# Brake Adjustment



## 3reds (Jan 6, 2004)

I was thinking of trying to adjust my trailer brakes. I am aware that you have to turn the adjusting "wheel" from the inside of the wheel, but do you turn it up to tighten the pads or down?


----------



## camping479 (Aug 27, 2003)

I don't remember when I adjusted mine, but I think it was up.

You should jack the one wheel up and adjust the brake until you can't spin the wheel. Then back off the brake adjustment until the brake drags slightly but still spins freely.

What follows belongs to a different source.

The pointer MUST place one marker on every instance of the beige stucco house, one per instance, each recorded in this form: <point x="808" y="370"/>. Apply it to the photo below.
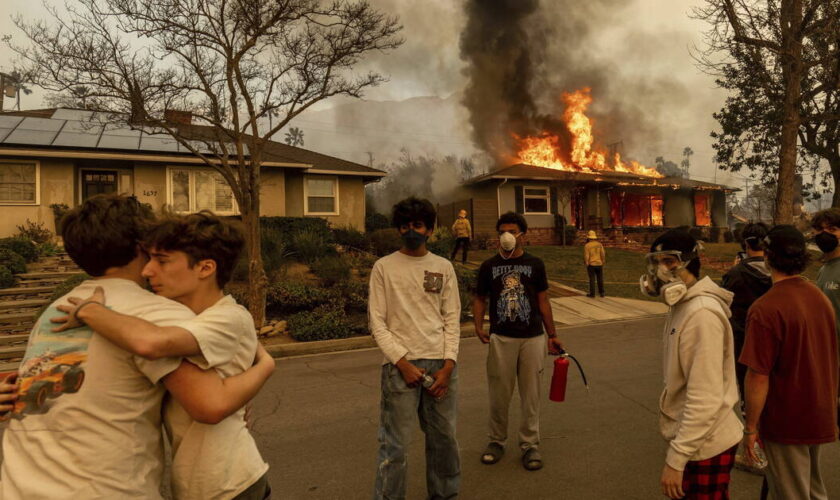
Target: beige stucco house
<point x="56" y="156"/>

The axle book in your pack of literature or al-ko's website http://www.al-kousa.com/ has all the info.

Mike


----------



## DANJOGAVINMO (Apr 17, 2004)

I did it a few weeks ago, seems like turning wheel upward was tightening. Can't totally remember, I know I went the wrong way originally


----------



## 3reds (Jan 6, 2004)

Thanks everyone! I was just afraid if I went the wrong way I would mess something up. I will let you know the correct direction when I get around to doing it myself.


----------



## Jevi (May 28, 2004)

I did mine this morning. Definitely UP to tighten the brakes. Unless your brakes are way out of adjustment, you should notice the brake tightening up after a few notches.


----------



## Coast_Guard_Family (Jul 13, 2004)

I had to do mine too. The Outbook said to tighten the brakes with wheel elevated until the wheel would no longer spin, then back of the brake adjustment so you can spin the wheel one full rotation. It did the trick on mine. After you take a trip feel the rims on your trailer, they shouldn't be too hot, they should both be about the same temp, both sides too. Mine weren't even working on the drivers side, all good now.


----------